The part of the facility Abilene works for ends up being little more than a front — in the back, hidden, is Eli Johnson, who is being tortured and killed… again and again.  We find out that he is about to undergo death #140 (though it isn’t explained why he’s immortal until far, far later), and that he more or less agreed to all of this (thinking it was going to benefit the country), only to find out he had been grossly deceived as to what, exactly, he was volunteering for.

When I say there is action, I really mean there is a LOT of action — I think I might have liked the book a little better if it had slowed down just a tad in the pacing.  While some of the characterization and pop culture references take their time in the beginning, once it gets going, this is like a television script in that we go from scene to scene and there is always something happening (strychnine poisoning, bad guys getting beaten up, the chase, almost sex, sex, more beating up), and it is all fairly graphic and intense.

Because of the “fated” type of nature of these two (which again, is something that gets explained far later), and because they hear and converse with a “Voice” which seems to propel them towards one another, the actual love story part of this is a little topsy-turvy.  They’re intensely drawn and attracted to each other (supernaturally), and must work out things like trust issues etc, as they go along.  Here, as well, I think the novel would have benefitted from slowing down a little — at one point, both our male and female protagonists struggle with whether they can truly trust the other, and while this is probably the most common thing for romance characters to have to overcome, here, because they’ve only known one another for a few days and their relationship started with an escape and kidnapping, you feel like saying, “Well of course you have trust issues!”

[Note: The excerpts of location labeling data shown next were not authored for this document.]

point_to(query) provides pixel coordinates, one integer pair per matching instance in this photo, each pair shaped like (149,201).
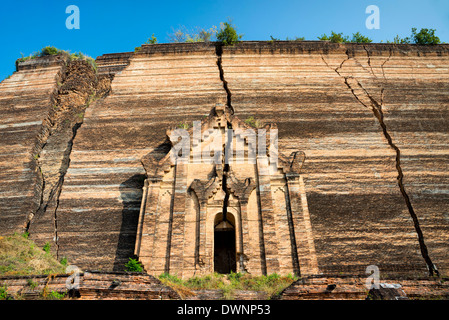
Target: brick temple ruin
(231,215)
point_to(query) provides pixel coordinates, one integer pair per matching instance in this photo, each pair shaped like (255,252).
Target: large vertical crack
(369,102)
(78,86)
(219,53)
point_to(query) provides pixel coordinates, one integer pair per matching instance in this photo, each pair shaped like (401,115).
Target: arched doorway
(224,244)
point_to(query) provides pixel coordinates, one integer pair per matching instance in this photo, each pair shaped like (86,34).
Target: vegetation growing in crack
(21,256)
(52,51)
(133,265)
(424,37)
(228,35)
(255,123)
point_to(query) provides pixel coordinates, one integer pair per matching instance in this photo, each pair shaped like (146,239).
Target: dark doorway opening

Still, this was ultimately a very quick, fun read, and again, enticing enough to make me want to buy the sequel, so in that sense, it’s highly successful (despite having a small handful of typos here and there which I found distracting).

Comparisons to Other Authors:
I don’t read a ton of contemporary romance, and what I do read is usually staid and completely unsensual (think Betty Neels, where the characters do little more than kiss).  However, from a broader perspective, I think that Persell’s jam-packed plotlines and highly sensual lovemaking reminds me of a mixture of Virginia Henley and Stephanie Laurens (only you know, contemporary as opposed to historical, and replace pirates and horses with the military and the Garden of Eden).